SBIR-STTR Award

Novel Water Flooding Technique to Enhance Oil Recovery
Award last edited on: 4/16/2021

Sponsored Program
STTR
Awarding Agency
NSF
Total Award Amount
$1,577,164
Award Phase
2
Solicitation Topic Code
CT
Principal Investigator
Teresa L Nealon

Company Information

Esal LLC

938 Harney Street Suite 216
Laramie, WY 82072
   (307) 760-9185
   N/A
   www.esalinity.com

Research Institution

University of Wyoming

Phase I

Contract Number: 1721290
Start Date: 6/15/2017    Completed: 11/30/2018
Phase I year
2017
Phase I Amount
$224,740
The broader impact/commercial potential of this STTR Phase I project is to develop a new water flood technology to increase oil recovery. The best current technology is limited to 30 - 50% recovery leaving significant resources in the ground. The available methods to further increase recovery are expensive, have limited application and can cause environmental damage. The proposed method is much lower cost and has minimal environmental impact. Our technique does not use chemicals or additives thus avoiding the risk of contaminating ground and surface water resources. Rather than drill thousands of new wells, our approach revitalizes old fields and requires little modification to the existing infrastructure and operational procedures. It would allow older fields to continue to operate, providing revenues, jobs and taxes while increasing and further diversifying our domestic oil reserves. Development of these currently unrecoverable oil resources could enable long-term stabilization of oil prices at reasonable levels and offer new business opportunities for small operators. This STTR Phase I project proposes to measure the wettability in several petroleum reservoirs and to determine the equilibrium constants required to better describe the interaction between mineral surfaces and surface-active components of crude oil. These constants will be added to a geochemical model to evaluate the capability of the models to predict wettability. Wettability in petroleum reservoirs is poorly constrained, and current formulations that depend on interfacial energy cannot accurately portray the observations and offer little predictive capability. The current wettability measurement methodologies rely on flow properties to infer interfacial energy because it is difficult to directly measure the interfacial energy between rock and oil. Using a geochemical approach, we can explicitly represent the electrostatic and van der Waals force that make up the interfacial energy. This approach will produce quantitative formulations of wettability that can be implemented in standard geochemical models.
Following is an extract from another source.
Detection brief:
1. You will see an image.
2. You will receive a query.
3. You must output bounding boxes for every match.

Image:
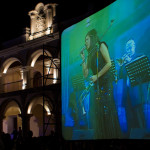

Our goals are to demonstrate that we can measure the important reactions using standard chemical methodologies, that these measurements can be used in geochemical models to calculate wettability and that the models can be used to predict wettability as a function of water chemistry, for enabling techniques for more effective water flooding and enhanced oil recovery.

Phase II

Contract Number: 1853136
Start Date: 5/15/2019    Completed: 4/30/2021
Phase II year
2019
(last award dollars: 2022)
Phase II Amount
$1,352,424

The broader impact/commercial potential of this Small Business Innovation Research (SBIR) project is to deploy a revolutionary water-flood technology to increase oil recovery. The best current technology is limited to 30 - 50% recovery leaving significant resources in the ground. The available methods to further increase recovery are expensive, have limited application and can cause environmental damage. The proposed method is much less expensive and has minimal environmental impact. Our technique does not use chemicals or additives thus avoiding the risk of contaminating ground and surface water resources. Rather than drill thousands of new wells, our approach revitalizes old fields and requires little modification to the existing infrastructure and operational procedures. It would allow older fields to continue to operate, providing jobs and taxes while increasing and further diversifying our domestic oil reserves. Full success of enhanced oil recovery,could produce up to 21.7 billion barrels of additional oil generating over $1 trillion for the US oil industry over the next twenty-five years, thereby increasing the energy security of the U.S. and creating more jobs while stabilizing domestic oil production at much lower costs than other technologies. This SBIR Phase II project proposes to validate the technology to optimize wettability in existing oil reservoirs through flotation experiments, computer modeling and field pilots. Once we have achieved good pH control during the flotation experiments, we will determine the impact on reservoir wettability, the effect of salinity on wettability and the equilibrium constants for the surface complexation computer model. Finally, we will conduct concept validation projects in field to verify a minimum of 5% OOIP increase in oil production. Thus, we will provide producers with a field-verified process operators can implement to yield significant results for little cost. This award reflects NSF's statutory mission and has been deemed worthy of support through evaluation using the Foundation's intellectual merit and broader impacts review criteria.